From early on in my professional career, and probably my whole life, I've been thankful that I'm thankful. Because I'm an aikidoist who teaches conflict skills, and because aikido teaches that the attack can be a gift when we embrace the energy, my ability to notice what's good has grown.
My first book, Unlikely Teachers: Finding the Hidden Gifts in Daily Conflict consists of 28 stories dedicated to this theme. And my blog is filled with posts about gratitude as a path to center, and the people in my life who have shown me how to be thankful, even when there seems to be nothing to be thankful for.

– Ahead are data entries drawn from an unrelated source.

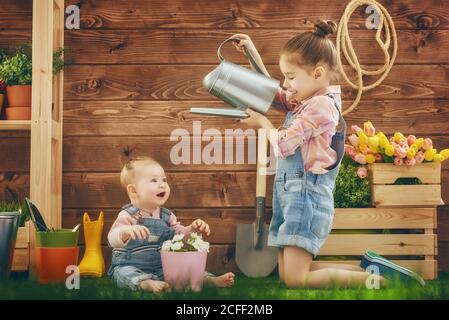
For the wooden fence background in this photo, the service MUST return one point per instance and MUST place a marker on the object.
(138, 67)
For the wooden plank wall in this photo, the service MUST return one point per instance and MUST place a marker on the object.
(138, 67)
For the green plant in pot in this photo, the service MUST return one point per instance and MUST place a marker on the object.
(16, 71)
(11, 217)
(49, 237)
(55, 249)
(2, 95)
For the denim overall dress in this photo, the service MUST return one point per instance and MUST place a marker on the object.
(141, 259)
(303, 202)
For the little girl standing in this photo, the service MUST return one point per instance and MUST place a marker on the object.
(303, 203)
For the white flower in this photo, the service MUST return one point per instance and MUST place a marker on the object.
(204, 246)
(194, 235)
(195, 245)
(177, 245)
(178, 237)
(166, 245)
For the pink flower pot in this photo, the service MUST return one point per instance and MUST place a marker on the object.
(184, 269)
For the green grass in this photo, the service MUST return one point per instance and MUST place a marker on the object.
(245, 288)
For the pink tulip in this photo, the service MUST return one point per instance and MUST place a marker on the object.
(410, 162)
(419, 157)
(369, 129)
(400, 152)
(378, 157)
(360, 158)
(362, 172)
(411, 139)
(350, 150)
(404, 144)
(354, 140)
(427, 144)
(356, 129)
(398, 161)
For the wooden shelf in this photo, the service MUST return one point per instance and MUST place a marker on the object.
(15, 125)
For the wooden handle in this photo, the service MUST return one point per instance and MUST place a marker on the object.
(261, 179)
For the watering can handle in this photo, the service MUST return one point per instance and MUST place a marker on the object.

And there are days, of course, when I forget to practice. I don't start the day with gratitude and I don't say "Thank you very much," when someone gets in my way. And that day isn't usually as easy or as fun. I notice what's hard and what's not good in my life, instead of what is.
But because I do practice most days, I usually find my way back. And sometimes I get reminded.

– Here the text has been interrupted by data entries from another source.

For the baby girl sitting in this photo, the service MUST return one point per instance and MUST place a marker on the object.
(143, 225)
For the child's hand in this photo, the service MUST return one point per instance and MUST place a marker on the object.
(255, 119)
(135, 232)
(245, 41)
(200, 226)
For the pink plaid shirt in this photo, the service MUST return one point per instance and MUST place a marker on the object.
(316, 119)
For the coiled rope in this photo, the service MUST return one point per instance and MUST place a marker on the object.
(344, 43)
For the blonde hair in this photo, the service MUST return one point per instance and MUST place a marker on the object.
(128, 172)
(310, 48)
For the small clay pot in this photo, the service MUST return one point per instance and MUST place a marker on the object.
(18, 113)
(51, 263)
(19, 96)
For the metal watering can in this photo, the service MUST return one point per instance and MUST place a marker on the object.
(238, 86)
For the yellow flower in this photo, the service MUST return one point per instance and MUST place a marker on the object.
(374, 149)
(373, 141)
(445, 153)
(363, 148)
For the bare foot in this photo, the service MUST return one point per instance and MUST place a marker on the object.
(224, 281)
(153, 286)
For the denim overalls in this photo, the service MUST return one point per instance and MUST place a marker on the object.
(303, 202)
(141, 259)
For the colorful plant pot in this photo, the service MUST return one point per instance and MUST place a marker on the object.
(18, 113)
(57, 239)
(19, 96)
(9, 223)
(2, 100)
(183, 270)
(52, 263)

I was reminded recently by a movie. A few days ago I started reading Forever Young, a memoir by Hayley Mills (you know--Walt Disney--The Parent Trap?), and so I'm watching some of her movies now.

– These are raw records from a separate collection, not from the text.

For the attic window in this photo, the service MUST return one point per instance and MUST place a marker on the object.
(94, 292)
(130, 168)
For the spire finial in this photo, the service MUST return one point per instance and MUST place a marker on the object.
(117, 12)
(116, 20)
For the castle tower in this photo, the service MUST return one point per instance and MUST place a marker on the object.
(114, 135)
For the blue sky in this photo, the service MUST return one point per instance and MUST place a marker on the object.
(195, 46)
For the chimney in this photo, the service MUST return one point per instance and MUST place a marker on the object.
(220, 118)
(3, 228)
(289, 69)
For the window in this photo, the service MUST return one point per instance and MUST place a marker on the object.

Besides The Parent Trap, Ms. Mills made other movies with Walt Disney, including Pollyanna.
The young Pollyanna is an orphaned 12-year-old girl who brings joy into the lives of everyone she meets by playing the "Glad Game"--which means looking for something to be glad about when she's sad.
She doesn't bring joy at first. Mostly the townsfolk cast a cynical eye on Pollyanna, and some do their best to make her life as difficult as possible. She stays with her Aunt Polly, who tolerates her but doesn't really want to hear about the "Glad Game". She wants her niece to behave like a well-bred young lady. Fun is not part of the equation.
What I love about the movie is how Pollyanna gradually wins everyone over by simply living her game. She is the glad game, and in the end she is given her own gift in return, just when she needs it most.
It's a Practice
This is what I mean when I write and talk about a "practice." A practice can be something like aikido, yoga, or meditation. It can also be a way of living, being, and seeing life. A path. Like the path of gratitude.
I lose my way often, stray from the path, sometimes for a quite a while. And I come back. And life is easier, happier, lighter and more generous. I'm more generous.
I'm not giving you bullet points today. You know how to do it--to be thankful. Just start by saying "Thank you very much" and looking for something to be grateful for.
Are you healthy today? Do you have enough to eat and a roof over your head? Are you able to read this post? Name one thing and start there. Look for one thing again tomorrow. It's a practice.
Oh, and Happy Thanksgiving!!! See you in December!